The music of John Wallace Carter (1929-1991) demonstrates a confluence of musical styles unique to the American musical experience. Carter’s music encompasses several styles of American jazz, the blues, folk traditions, and contemporary classical music. His music also displays an interest in diverse musical techniques, including long-form composition, improvisation using various degrees of freedom, and extreme technical virtuosity. Although known today primarily for his work as a clarinetist, Carter was an influential educator as well as a composer of uncommon stylistic range. His ensemble works are steeped in the jazz tradition but draw from well beyond it; they display an interest in extended forms, the roots and heritage of jazz music, African American history and mythology, and the social experience of African Americans in the United States. Carter’s central work is the five-part, programmatic Roots and Folklore: Episodes in the Development of American Music (1982-89), which chronicles the history of African Americans from the coast of Africa to the New World. This piece is one of the longest single works in jazz history, drawing from both cultivated and vernacular traditions in American music.

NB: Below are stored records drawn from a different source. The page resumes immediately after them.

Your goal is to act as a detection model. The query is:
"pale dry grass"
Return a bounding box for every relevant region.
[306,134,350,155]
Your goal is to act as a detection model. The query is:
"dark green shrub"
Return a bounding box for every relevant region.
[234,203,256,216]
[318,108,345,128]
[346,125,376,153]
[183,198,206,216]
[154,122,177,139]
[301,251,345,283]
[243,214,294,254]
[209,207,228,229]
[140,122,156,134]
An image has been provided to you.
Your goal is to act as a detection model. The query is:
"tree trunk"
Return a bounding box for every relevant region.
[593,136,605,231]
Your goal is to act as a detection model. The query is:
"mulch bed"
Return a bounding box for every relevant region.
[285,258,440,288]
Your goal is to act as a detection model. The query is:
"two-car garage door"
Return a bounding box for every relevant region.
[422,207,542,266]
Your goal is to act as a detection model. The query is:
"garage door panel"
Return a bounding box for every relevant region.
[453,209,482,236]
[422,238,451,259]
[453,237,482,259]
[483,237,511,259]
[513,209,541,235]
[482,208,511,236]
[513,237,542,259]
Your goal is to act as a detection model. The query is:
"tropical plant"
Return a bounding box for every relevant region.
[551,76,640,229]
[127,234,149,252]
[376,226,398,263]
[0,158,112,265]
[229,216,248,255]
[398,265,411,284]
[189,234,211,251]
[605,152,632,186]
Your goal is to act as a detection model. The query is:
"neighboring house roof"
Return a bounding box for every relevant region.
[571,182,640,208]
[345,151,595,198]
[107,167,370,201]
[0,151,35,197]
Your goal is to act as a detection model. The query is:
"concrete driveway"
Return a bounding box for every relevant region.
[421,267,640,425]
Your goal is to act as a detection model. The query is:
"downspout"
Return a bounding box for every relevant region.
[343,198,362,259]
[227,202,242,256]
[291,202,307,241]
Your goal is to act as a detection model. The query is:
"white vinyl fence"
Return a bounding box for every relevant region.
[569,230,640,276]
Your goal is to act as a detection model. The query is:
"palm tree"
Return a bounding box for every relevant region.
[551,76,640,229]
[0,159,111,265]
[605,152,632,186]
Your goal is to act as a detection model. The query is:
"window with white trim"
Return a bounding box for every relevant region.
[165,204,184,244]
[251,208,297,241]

The hypothesis of this dissertation is that John Carter’s extended works reveal an unexplored middle ground in free jazz between improvised and composed music. The object of the current study is to evaluate this thesis by exploring the varied sources of this balance and by demonstrating the various musical techniques used to achieve it. A biographical study from a musical perspective will examine the ways in which his various roles as composer, performer, and pedagogue interact and inform his approach to composition. An analysis of Roots and Folklore (with particular emphasis on the second suite, Castles of Ghana) will explore relevant musical issues such as musical technique (harmony, melody, rhythm, form), the relationship between composed and improvised material, and stylistic considerations particular to avant-garde jazz. Other works of similar scope and intent will be discussed to determine the extent to which Carter’s contribution is unique.